Sistemas de Inteligencia Artificial monitorean uso eficiente del agua

La inteligencia artificial aplicada al agua ahorra energía y llega a los comités rurales

En una planta de tratamiento de agua, el sistema de IA avisa que el caudal subirá en las próximas tres horas y recomienda cerrar una válvula en cierto porcentaje. Es el funcionamiento de Poseidón, la plataforma de la startup chilena Ainwater, que hoy opera en más de cien plantas de Chile, Brasil, México y España. La inteligencia artificial aplicada al agua está dejando de ser promesa para volverse operación diaria en un sector que hasta hace poco trabajaba a ciegas.

Según lo reportado por WIRED en Español, Ainwater nació de tres perfiles que rara vez conversan: Camilo Huneeus, ingeniero químico con máster en Yale; Martín Concha, ingeniero en biotecnología; y Marcos Pérez, doctor en física teórica con dos décadas en modelos de IA. Huneeus cuenta que la idea le quedó marcada de niño, durante una sequía en el sur de Chile, cuando su madre le dijo que aquello se podía haber previsto. También lo marcó una escena de su práctica profesional, al ver que un ingeniero químico y uno eléctrico no entendían los términos del otro.

El problema que ataca es concreto y medible. El World Resources Institute estima que 70 países enfrentan riesgo hídrico moderado o alto, con 450.000 millones de dólares en activos en juego; Chile y México están entre ellos. Además, entre el 30 y el 50 por ciento del agua tratada se pierde en las tuberías antes de llegar a los usuarios. En ese contexto, la inteligencia artificial aplicada al agua deja de ser un detalle técnico para convertirse en una cuestión de recursos.

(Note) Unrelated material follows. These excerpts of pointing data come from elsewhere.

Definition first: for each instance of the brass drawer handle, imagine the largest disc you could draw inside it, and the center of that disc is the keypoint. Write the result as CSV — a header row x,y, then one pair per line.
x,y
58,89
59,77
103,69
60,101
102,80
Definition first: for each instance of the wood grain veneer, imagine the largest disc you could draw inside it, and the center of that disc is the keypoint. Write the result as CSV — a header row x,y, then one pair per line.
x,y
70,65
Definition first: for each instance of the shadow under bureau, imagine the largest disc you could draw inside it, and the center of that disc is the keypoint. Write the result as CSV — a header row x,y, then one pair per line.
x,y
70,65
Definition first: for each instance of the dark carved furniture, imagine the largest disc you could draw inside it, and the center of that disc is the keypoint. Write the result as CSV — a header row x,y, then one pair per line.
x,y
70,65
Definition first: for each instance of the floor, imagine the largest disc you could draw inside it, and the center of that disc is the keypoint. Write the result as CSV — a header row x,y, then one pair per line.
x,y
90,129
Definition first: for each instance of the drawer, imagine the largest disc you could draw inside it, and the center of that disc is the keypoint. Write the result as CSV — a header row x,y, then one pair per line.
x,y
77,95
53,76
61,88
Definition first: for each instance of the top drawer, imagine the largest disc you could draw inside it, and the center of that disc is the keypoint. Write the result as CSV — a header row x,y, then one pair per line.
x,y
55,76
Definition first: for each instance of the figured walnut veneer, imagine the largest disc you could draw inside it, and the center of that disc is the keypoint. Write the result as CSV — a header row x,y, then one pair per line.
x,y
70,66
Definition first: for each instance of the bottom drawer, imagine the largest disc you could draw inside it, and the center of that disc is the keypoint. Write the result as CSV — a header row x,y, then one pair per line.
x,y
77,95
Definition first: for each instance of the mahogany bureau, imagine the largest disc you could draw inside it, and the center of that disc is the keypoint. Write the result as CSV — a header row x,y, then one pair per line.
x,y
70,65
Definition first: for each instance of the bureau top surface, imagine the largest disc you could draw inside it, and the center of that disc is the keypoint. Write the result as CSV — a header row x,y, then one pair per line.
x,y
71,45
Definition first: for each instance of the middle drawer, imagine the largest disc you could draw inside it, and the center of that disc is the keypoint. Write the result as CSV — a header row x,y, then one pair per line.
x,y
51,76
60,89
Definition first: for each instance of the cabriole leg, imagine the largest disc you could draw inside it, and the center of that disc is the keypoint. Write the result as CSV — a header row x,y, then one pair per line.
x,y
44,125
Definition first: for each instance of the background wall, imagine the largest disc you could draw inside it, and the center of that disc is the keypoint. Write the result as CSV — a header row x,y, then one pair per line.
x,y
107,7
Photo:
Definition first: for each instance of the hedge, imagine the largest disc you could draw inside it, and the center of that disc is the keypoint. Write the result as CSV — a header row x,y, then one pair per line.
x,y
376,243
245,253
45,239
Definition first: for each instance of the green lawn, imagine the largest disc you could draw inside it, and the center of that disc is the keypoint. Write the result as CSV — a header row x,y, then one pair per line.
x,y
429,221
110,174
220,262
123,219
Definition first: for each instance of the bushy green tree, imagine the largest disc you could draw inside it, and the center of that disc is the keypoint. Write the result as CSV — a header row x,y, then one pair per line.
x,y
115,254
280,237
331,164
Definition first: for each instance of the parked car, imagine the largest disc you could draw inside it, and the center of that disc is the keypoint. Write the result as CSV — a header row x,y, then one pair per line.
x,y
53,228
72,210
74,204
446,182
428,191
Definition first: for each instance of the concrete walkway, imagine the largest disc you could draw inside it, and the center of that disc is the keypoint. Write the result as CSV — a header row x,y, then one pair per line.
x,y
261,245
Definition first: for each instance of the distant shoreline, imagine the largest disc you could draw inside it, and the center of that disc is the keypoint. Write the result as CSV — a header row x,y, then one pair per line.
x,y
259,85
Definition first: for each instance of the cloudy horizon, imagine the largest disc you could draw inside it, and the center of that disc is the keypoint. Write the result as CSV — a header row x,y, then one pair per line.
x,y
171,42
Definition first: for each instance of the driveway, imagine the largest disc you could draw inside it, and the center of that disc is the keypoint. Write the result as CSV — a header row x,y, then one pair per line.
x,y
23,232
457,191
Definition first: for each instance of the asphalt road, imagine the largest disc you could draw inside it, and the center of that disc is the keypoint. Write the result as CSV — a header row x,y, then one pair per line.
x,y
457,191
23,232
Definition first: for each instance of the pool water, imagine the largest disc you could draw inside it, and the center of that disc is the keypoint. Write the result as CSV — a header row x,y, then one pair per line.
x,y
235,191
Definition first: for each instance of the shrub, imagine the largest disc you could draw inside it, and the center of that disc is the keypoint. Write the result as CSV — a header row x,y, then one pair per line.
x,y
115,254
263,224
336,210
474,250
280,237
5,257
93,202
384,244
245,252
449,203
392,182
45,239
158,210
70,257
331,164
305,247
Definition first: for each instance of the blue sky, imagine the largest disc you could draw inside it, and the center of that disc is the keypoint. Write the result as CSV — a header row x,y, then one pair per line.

Inteligencia artificial aplicada al agua para predecir y ahorrar

Poseidón combina machine learning y redes neuronales para anticipar lo que viene y sugerir qué hacer. Según informa la propia Ainwater, sus clientes reducen la energía hasta un 30 por ciento, los químicos hasta un 20 por ciento y los costos operacionales hasta un 30 por ciento. Buena parte del ahorro proviene de la aireación, uno de los mayores consumos de energía en el tratamiento del agua. Las cifras son informadas por la empresa, sin verificación independiente.

El trabajo es conjunto. La IA predice y recomienda; el operador humano decide y ejecuta. Huneeus lo describe con un ejemplo simple: si el oxígeno va a subir en el reactor, el sistema avisa que se gastará mucha energía y sugiere bajarlo.

De las grandes sanitarias a los comités rurales

El alcance no se limita a las grandes empresas. Entre los clientes de Ainwater está el APR Quilapilún, un comité de agua potable rural de la zona norte de la Región Metropolitana de Chile. Las APR son organizaciones comunitarias: los propios vecinos, agrupados en comités o cooperativas, administran el agua de su localidad. Su presidenta, Ana Luisa Morgado, dice que ahora ven minuto a minuto el estado de los pozos, las horas de funcionamiento de las bombas y los caudales. Ese nivel de visibilidad, antes reservado a plantas con equipos de ingenieros, llega ahora a un comité de vecinos.

El mismo sistema opera en el otro extremo de la escala. Aguas Antofagasta, una de las sanitarias del norte de Chile, lo usa para optimizar agua y energía, y la empresa de alimentos IDEAL planea replicarlo en sus plantas de Talagante, Chillán y Barcel. También hay clientes industriales como Nestlé, Sigma y Colgate. La misma tecnología llega a una sanitaria, a una fábrica y a un comité de vecinos.

La incorporación de la IA en el agua avanza por dos vías a la vez: las grandes corporaciones y las comunidades que administran un recurso escaso con recursos mínimos. Lo que cambia de una a otra es la escala; el acceso a la tecnología es el mismo.